There is no Bayesian equivalent to a confidence interval. A confidence interval is any function that guarantees that the interval will cover a parameter to some specified percentage of the time. There is an infinite number of such functions. Confidence intervals are not unique. Suppose you repeat an experiment an infinite number of times. In that case, the percentage of time that your interval will cover the parameter will never be less than your desired guaranteed percentage.
Of course, since infinite repetition isn’t feasible, it is just a model, as are Bayesian models.

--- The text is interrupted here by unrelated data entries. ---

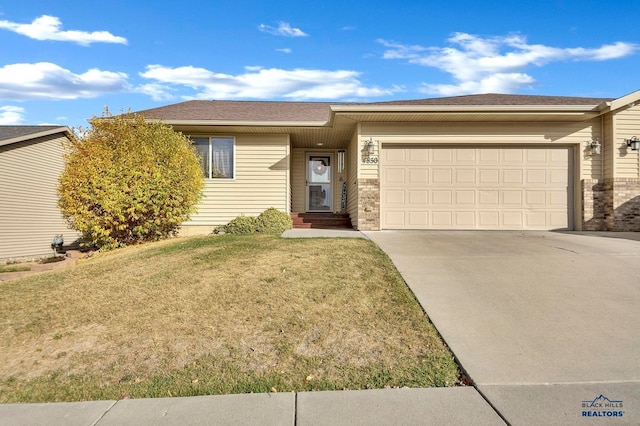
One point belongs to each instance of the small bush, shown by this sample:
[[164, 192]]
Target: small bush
[[240, 225], [273, 221], [270, 221]]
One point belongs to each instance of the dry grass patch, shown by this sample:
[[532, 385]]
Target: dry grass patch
[[211, 315]]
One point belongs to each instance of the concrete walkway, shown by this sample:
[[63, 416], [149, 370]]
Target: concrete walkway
[[438, 406], [546, 324]]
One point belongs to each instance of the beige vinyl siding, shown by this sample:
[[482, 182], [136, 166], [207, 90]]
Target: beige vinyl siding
[[609, 148], [627, 124], [478, 133], [29, 214], [261, 181], [298, 180]]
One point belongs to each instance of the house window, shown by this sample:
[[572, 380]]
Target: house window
[[217, 156]]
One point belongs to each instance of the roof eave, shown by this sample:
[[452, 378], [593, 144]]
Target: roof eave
[[464, 108], [249, 123]]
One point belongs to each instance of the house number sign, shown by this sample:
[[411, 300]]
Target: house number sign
[[368, 152]]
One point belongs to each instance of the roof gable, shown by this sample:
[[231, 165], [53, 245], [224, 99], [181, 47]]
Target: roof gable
[[15, 134], [320, 112]]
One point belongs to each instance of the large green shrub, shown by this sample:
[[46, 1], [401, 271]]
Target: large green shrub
[[273, 221], [127, 181]]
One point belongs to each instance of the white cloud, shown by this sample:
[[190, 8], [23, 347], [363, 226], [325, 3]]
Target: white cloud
[[494, 64], [11, 115], [44, 80], [283, 29], [258, 83], [48, 27]]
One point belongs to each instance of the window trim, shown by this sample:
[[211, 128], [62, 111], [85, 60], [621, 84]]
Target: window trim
[[210, 155]]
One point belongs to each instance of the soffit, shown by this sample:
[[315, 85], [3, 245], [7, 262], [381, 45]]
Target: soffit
[[301, 137], [446, 116]]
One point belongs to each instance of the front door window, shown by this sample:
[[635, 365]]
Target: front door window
[[319, 183]]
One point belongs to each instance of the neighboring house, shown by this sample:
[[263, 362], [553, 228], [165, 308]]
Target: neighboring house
[[31, 160], [467, 162]]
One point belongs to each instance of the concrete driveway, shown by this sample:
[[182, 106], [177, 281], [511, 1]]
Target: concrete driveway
[[521, 310]]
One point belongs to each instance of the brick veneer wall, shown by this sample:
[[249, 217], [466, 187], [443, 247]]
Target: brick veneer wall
[[611, 205], [594, 205], [368, 204], [625, 196]]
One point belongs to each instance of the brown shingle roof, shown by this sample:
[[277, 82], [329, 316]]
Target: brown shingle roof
[[10, 132], [498, 99], [242, 111], [320, 111]]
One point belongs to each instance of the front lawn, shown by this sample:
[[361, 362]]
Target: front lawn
[[217, 315]]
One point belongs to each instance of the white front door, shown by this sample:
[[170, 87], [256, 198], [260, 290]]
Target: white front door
[[319, 183]]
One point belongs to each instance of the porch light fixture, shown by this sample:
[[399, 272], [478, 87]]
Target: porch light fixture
[[634, 143], [340, 161]]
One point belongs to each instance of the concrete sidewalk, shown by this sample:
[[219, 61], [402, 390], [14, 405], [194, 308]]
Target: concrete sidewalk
[[437, 406]]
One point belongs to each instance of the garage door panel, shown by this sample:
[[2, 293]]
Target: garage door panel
[[489, 176], [395, 176], [418, 176], [465, 197], [440, 176], [513, 176], [442, 156], [419, 156], [536, 177], [441, 197], [465, 176], [489, 198], [393, 196], [475, 188], [418, 198]]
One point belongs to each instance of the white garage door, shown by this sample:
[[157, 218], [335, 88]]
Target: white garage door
[[475, 188]]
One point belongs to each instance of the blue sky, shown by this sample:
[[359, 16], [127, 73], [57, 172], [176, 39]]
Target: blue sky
[[62, 62]]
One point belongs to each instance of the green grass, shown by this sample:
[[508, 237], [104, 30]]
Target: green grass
[[14, 268], [217, 315]]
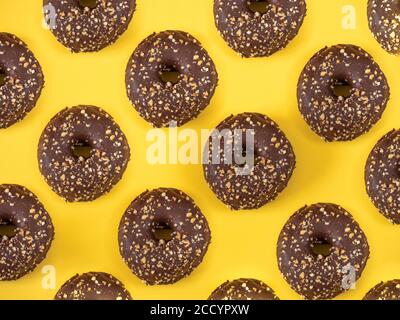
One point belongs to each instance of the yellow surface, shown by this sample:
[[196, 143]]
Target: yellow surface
[[244, 243]]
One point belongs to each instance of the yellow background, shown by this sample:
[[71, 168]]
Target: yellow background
[[243, 243]]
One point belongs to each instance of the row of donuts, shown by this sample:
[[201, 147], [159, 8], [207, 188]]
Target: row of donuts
[[333, 116], [163, 236], [253, 28], [103, 286]]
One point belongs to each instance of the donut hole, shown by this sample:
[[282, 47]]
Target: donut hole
[[245, 152], [169, 74], [91, 4], [321, 247], [162, 232], [341, 88], [82, 149], [3, 76], [258, 6], [7, 229]]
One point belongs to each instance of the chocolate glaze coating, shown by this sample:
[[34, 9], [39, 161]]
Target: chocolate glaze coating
[[76, 178], [255, 34], [160, 261], [382, 176], [315, 276], [22, 252], [243, 289], [384, 25], [160, 102], [274, 162], [82, 29], [389, 290], [24, 80], [337, 118], [93, 286]]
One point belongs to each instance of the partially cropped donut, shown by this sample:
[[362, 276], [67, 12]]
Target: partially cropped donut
[[88, 25], [27, 245], [163, 236], [323, 273], [389, 290], [82, 153], [383, 20], [93, 286], [162, 101], [262, 31], [243, 289], [21, 80], [382, 178], [342, 92], [267, 166]]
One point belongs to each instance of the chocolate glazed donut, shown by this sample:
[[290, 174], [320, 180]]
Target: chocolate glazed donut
[[163, 236], [89, 25], [160, 100], [82, 153], [389, 290], [270, 172], [381, 176], [21, 80], [342, 92], [262, 31], [243, 289], [27, 246], [322, 273], [384, 24], [93, 286]]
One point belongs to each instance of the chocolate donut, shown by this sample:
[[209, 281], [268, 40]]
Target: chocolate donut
[[243, 289], [93, 286], [342, 92], [258, 28], [163, 236], [381, 177], [88, 25], [180, 97], [389, 290], [269, 171], [322, 274], [82, 153], [30, 232], [384, 24], [21, 80]]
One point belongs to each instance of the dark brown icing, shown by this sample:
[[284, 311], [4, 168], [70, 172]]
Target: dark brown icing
[[84, 29], [22, 252], [23, 82], [382, 176], [274, 162], [316, 276], [93, 286], [76, 178], [389, 290], [163, 261], [160, 102], [243, 289], [336, 117], [255, 34], [383, 20]]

Of great importance, if you perform an experiment and a parameter is estimated with 95% confidence to be in the interval $[a,b]$, that does not imply that there is a 95% chance that the parameter is in the interval. It is a statement of confidence in the interval building process. You believe that at least 95% of your intervals will cover the parameter as the number of experiments goes to infinity.
The closest Bayesian equivalent is the credible set. It is not an interval, and it does not have to be a connected set. It can certainly be true that the Frequentist confidence interval is $[5,15]$, when the Bayesian set of equivalent probability is $[6,7]\cup[8,9.5]$. The set can be disjoint if some area is improbable. As there is an infinite number of ways to subset a probability distribution, there is an endless number of possible credible sets that all add to at least some chosen percentage.
The credible interval is created by applying some rule to the posterior probability distribution. So a 95% credible set is the region where you would give at least a 95% probability of finding the parameter given your observations and prior knowledge.
Which method you should use depends entirely upon what usage you are going to put the techniques to.
Fisher’s method of maximum likelihood should be used whenever you want to acquire new knowledge. If you wonder if something is true, then you collect data and research it. Take that data, plug it into the method of maximum likelihood, and use that to generate a p-value or a likelihood ratio. If the p-value is small enough, then provisionally accept that your null hypothesis is false and do more research into the topic. If it is not small enough for you, then realize that you have wasted your time and go on to other, hopefully, more fruitful, things.
Pearson and Neyman’s frequency method should be used when it matters whether you accept or reject something. It allows you to create an acceptance and rejection region and gives you a way to control for statistical power. An excellent example of that would be quality control inspection. The method says that if you choose some value, $\alpha$, and stick to it, then you will be made a fool of no more often than $\alpha$ percentage of the time.
Laplace’s method of inverse probability, Bayesian analysis, should be used when you need to find something, gamble, take personal action, or update your beliefs. You should never ever place money at risk other than with Bayesian methods unless you want someone to have the ability to force you to take sure losses. Risk-taking with money is my area, so it colors my perspective. Likewise, if you need to find a downed plane, use a Bayesian method. If you need to find an unobservable quantity with observable data, Bayes is your tool. If you need to be able to make factual statements about a parameter using conventions that we can all agree with, Frequentist or Likelihoodhist methods are your toolkit.
That boils it down. The frequency side answers, “what are the minimal statements we can all agree with because we can have statistical confidence in the procedures that were used to create it?” The Bayesian side answers, “what should I believe, or how should I act, based only on what I saw and prior observations and the prior observations of other people that I have chosen to endorse?”